Langsung ke konten utama

Peraturan Bupati Jembrana Nomor 7 Tahun 2021 tentang Perubahan Pengalokasian dan Penggunaan Alokasi Dana Desa

Perubahan pengalokasian dan penggunaan alokasi dana desa merujuk pada proses perubahan dalam alokasi dan penggunaan dana yang diberikan kepada desa oleh pemerintah. Alokasi dana desa biasanya berasal dari Anggaran Pendapatan dan Belanja Negara (APBN) dan Anggaran Pendapatan dan Belanja Daerah (APBD) yang disediakan oleh pemerintah pusat dan pemerintah daerah, serta sumber-sumber lain yang sah sesuai peraturan yang berlaku. Perubahan ini dapat terjadi karena berbagai alasan, seperti perubahan prioritas pembangunan, kebutuhan mendesak, atau kebijakan perubahan dana.
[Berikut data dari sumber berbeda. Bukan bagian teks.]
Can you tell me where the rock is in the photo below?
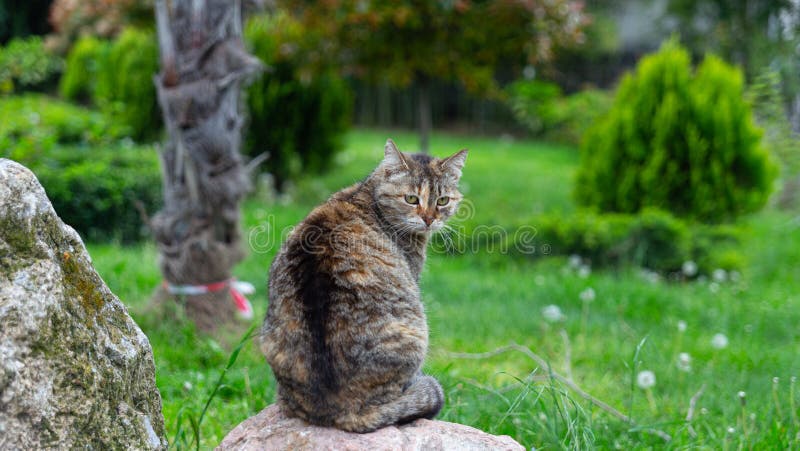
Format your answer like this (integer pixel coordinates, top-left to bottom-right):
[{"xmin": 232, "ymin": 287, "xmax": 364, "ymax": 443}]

Perubahan pengalokasian dan penggunaan alokasi dana desa dapat meliputi:

  1. Perubahan Prioritas Pembangunan: Terkadang, pemerintah pusat atau daerah dapat mengubah prioritas pembangunan yang memengaruhi alokasi dana desa. Ini bisa terjadi sebagai respons terhadap perubahan kebutuhan sosial, ekonomi, atau lingkungan yang mungkin timbul sepanjang tahun anggaran.
  2. Kejadian Darurat: Ketika terjadi kejadian darurat seperti bencana alam, wabah penyakit, atau peristiwa mendesak lainnya, alokasi dana desa dapat diubah untuk mendukung upaya penanganan dan pemulihan. Dana yang semula dialokasikan untuk proyek tertentu mungkin harus dialihkan untuk situasi darurat.
  3. Konsultasi dengan Pemerintah Desa: Proses perubahan alokasi dana desa biasanya melibatkan konsultasi dan koordinasi antara pemerintah desa, pemerintah kabupaten atau kota, dan pemerintah provinsi. Pemerintah desa harus memberikan masukan dan proposal perubahan berdasarkan kebutuhan dan prioritas lokal.
  4. Perubahan Anggaran: Perubahan dalam anggaran desa dapat mencakup penambahan atau pemotongan dana dari sektor-sektor tertentu. Hal ini bisa terjadi jika ada perubahan dalam sumber-sumber pendanaan atau kebijakan fiskal yang berdampak pada alokasi dana desa.
  5. Pengawasan dan Akuntabilitas: Perubahan pengalokasian dan penggunaan alokasi dana desa harus dilakukan secara transparan dan akuntabel. Pemerintah desa wajib melaporkan perubahan tersebut kepada masyarakat desa dan instansi terkait sesuai dengan peraturan yang berlaku.
  6. Asas Kepentingan Umum: Perubahan pengalokasian dana desa harus dilakukan dengan memperhatikan asas kepentingan umum dan keadilan sosial. Keputusan perubahan ini harus menguntungkan masyarakat desa secara keseluruhan dan memprioritaskan proyek-proyek yang memberikan manfaat nyata bagi penduduk desa.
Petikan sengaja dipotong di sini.